CUA is “constrained” due to its inclusion of permanent constraints, “universal” in the sense of not being specific to humans, and “altruist” in that it has no terminal desires for itself but only for what other things want it to do.

Like CEV, CUA is deontological rather than consequentialist or virtue-theorist. Strict rules seem safer, though I don’t clearly know why. Possibly, like Scott Alexander’s thrive-survive axis, we fall back on strict rules when survival is at stake.

CUA specifies that the AI should do as people would have the AI do, rather than specifying that the AI should implement their wishes. The thinking is that they may have many wishes they want to accomplish themselves or that they want their loved ones to accomplish.

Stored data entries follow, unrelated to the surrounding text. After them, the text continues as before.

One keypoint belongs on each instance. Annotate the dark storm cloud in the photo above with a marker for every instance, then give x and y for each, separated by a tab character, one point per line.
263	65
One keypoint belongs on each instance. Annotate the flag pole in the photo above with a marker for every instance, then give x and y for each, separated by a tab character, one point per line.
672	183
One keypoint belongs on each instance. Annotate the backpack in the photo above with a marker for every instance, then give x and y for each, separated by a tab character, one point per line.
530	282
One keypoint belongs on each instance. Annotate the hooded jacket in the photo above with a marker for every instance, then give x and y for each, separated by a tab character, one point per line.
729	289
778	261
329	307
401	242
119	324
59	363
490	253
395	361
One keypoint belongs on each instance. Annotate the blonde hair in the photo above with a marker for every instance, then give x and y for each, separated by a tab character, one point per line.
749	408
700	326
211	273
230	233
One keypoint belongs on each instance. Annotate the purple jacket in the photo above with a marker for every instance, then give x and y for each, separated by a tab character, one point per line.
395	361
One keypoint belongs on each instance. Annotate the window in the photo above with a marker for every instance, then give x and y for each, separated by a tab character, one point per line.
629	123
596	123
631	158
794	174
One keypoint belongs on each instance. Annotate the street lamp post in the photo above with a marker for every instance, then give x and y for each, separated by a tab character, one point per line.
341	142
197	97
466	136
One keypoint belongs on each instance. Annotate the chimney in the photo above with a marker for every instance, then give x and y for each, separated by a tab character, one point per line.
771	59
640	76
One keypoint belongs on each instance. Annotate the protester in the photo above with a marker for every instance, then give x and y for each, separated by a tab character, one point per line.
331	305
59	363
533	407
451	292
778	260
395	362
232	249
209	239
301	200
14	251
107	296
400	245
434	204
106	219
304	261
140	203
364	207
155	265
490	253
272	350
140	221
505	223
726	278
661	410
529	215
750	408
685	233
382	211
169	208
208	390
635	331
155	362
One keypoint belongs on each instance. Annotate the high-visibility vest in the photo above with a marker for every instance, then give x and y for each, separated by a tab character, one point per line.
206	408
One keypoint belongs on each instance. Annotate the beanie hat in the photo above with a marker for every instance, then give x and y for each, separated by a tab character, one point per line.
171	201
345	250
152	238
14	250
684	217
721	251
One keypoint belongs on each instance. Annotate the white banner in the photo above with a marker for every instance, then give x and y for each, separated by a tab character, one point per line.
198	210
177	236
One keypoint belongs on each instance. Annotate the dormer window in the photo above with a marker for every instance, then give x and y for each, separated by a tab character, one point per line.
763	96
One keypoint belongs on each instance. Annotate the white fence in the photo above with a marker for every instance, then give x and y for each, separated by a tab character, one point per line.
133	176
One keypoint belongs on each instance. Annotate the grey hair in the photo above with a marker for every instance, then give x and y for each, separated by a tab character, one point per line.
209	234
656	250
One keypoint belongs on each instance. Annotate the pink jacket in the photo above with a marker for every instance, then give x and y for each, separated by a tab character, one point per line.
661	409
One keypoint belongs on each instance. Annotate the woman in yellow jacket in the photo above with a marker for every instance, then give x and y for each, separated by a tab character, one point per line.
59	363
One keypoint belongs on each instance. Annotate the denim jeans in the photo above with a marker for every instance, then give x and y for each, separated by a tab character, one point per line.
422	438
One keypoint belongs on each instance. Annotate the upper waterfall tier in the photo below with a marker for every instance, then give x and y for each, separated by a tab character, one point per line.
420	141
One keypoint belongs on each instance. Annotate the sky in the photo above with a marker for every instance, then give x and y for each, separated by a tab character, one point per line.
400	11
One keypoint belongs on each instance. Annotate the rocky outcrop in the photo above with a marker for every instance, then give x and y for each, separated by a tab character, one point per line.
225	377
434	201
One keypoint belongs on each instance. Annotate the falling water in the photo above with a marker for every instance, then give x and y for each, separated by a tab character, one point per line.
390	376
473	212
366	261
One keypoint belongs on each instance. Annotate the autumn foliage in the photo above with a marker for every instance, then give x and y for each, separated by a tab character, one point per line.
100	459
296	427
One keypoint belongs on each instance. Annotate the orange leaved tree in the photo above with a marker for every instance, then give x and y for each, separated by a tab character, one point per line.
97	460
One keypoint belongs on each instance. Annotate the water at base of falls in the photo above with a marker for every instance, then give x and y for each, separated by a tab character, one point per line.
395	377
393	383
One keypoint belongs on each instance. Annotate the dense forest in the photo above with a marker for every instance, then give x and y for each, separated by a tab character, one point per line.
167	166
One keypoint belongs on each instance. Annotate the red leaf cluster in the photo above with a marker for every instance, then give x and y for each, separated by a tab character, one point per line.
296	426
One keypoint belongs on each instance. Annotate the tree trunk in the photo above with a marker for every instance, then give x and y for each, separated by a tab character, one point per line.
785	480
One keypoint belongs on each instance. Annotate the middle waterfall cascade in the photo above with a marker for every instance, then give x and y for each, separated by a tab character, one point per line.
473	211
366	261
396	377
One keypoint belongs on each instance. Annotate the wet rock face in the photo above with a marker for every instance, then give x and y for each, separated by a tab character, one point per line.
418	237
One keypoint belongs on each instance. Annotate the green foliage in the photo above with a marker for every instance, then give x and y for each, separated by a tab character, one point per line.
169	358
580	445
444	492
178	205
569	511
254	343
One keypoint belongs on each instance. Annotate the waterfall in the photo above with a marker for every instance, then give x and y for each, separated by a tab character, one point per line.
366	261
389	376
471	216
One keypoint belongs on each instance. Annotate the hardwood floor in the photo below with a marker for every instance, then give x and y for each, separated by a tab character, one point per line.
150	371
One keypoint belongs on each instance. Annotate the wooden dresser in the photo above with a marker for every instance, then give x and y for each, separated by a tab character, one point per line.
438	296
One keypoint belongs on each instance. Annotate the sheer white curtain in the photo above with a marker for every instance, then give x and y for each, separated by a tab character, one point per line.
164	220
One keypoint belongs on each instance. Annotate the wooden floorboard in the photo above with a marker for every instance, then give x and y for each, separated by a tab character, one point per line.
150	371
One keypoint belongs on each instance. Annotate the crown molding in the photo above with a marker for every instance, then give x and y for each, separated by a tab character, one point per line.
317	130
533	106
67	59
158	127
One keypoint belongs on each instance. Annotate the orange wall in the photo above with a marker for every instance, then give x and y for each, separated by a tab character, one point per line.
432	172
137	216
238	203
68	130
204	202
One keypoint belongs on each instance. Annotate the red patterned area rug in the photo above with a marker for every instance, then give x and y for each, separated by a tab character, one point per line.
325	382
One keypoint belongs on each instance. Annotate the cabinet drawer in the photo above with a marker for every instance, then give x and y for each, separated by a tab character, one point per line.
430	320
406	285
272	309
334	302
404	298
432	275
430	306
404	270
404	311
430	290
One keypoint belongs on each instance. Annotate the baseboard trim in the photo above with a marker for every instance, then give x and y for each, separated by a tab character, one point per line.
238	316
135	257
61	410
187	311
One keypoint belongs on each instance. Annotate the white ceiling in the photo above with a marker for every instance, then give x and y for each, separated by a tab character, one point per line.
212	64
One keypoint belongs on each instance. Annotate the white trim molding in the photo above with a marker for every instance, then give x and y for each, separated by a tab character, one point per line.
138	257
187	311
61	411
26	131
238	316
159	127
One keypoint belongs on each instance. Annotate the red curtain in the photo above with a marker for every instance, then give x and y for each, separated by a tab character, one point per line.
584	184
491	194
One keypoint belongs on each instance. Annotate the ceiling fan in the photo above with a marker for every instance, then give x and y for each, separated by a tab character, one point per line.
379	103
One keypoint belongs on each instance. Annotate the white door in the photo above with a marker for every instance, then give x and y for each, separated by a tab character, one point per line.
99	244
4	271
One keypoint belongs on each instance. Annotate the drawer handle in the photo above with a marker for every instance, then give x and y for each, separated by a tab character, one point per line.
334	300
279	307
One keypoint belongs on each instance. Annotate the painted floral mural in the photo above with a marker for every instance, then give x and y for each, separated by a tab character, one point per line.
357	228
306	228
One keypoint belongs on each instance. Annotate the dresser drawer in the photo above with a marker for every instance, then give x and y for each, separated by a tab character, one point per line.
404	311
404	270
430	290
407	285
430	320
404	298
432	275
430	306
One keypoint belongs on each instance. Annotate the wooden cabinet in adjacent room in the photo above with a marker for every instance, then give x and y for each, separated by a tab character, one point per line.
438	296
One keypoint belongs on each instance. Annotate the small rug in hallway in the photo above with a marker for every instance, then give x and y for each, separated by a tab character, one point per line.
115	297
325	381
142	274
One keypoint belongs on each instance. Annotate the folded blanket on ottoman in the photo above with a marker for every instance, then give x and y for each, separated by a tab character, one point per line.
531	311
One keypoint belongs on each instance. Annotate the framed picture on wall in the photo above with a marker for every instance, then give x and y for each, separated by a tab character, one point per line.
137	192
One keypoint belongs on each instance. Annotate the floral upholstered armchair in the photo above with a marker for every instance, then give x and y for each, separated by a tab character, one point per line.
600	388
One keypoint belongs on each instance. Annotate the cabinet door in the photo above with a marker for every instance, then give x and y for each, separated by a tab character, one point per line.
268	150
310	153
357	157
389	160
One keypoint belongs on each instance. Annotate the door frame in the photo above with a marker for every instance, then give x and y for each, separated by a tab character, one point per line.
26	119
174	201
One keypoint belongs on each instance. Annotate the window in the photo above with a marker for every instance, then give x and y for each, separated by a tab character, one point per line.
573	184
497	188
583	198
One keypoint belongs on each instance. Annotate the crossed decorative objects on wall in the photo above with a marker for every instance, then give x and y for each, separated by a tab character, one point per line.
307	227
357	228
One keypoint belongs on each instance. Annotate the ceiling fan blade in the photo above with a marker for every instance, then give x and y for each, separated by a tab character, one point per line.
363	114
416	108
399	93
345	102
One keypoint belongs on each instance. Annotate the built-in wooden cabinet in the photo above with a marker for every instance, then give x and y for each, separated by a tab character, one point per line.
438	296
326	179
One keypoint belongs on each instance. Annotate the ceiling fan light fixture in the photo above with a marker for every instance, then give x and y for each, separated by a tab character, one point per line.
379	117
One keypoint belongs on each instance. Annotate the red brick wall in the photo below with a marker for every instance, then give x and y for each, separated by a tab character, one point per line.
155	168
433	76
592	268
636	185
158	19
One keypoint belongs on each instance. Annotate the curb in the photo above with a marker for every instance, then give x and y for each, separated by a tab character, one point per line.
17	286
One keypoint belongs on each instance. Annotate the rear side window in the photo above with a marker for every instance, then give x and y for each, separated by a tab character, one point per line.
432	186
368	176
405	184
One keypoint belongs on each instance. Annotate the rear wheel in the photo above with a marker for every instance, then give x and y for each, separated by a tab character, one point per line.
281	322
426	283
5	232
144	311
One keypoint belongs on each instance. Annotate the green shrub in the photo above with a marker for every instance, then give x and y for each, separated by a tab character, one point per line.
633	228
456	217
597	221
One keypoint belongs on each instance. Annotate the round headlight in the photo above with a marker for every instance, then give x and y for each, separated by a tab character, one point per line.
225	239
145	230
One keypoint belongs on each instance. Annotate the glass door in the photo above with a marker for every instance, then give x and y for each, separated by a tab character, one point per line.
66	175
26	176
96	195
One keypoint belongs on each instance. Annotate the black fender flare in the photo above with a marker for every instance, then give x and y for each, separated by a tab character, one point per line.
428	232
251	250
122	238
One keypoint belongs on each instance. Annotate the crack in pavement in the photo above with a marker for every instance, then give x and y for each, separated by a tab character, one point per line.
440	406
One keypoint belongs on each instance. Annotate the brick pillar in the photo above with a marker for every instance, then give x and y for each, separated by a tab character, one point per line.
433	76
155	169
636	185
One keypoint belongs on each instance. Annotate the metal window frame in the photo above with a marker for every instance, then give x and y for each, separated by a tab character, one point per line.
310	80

AIM, EIM, and CAM generalize CEV’s talk of “wishes” to include all manner of thoughts and mind states.

EIM is essentially CEV without the line about interpretation, which was instead added to CAM. The thinking is that, if people get to interpret CEV however we wish, many will disagree with their extrapolation and demand it be interpreted only in the way they say. EIM also specifies how people’s extrapolations are to be idealized, in less poetic, somewhat more specific terms than CEV. EIM is important in addition to CAM because we do not always know or act on our own values.

CAM is essentially another constraint. The AI might get the EIM wrong, but more likely is that we would be unable to tell whether or not the AI got EIM right or wrong, so restricting the AI to do what we’ve actually demonstrated we currently want is intended to provide reassurance that our actual selves have some control, rather than just the AI’s simulations of us. The line about interpretation here is to guide the AI to doing what we mean rather than what we say, hopefully preventing monkey’s-paw scenarios. CAM could also serve to focus the AI on specific courses of action if the AI’s extrapolations of our EIM diverge rather than converge. CAM is worded to not require that the person directly ask the AI, in case the askers are unaware that they can ask the AI or incapable of doing so, so this AI could not be kept secret and used for the selfish purposes of a few people.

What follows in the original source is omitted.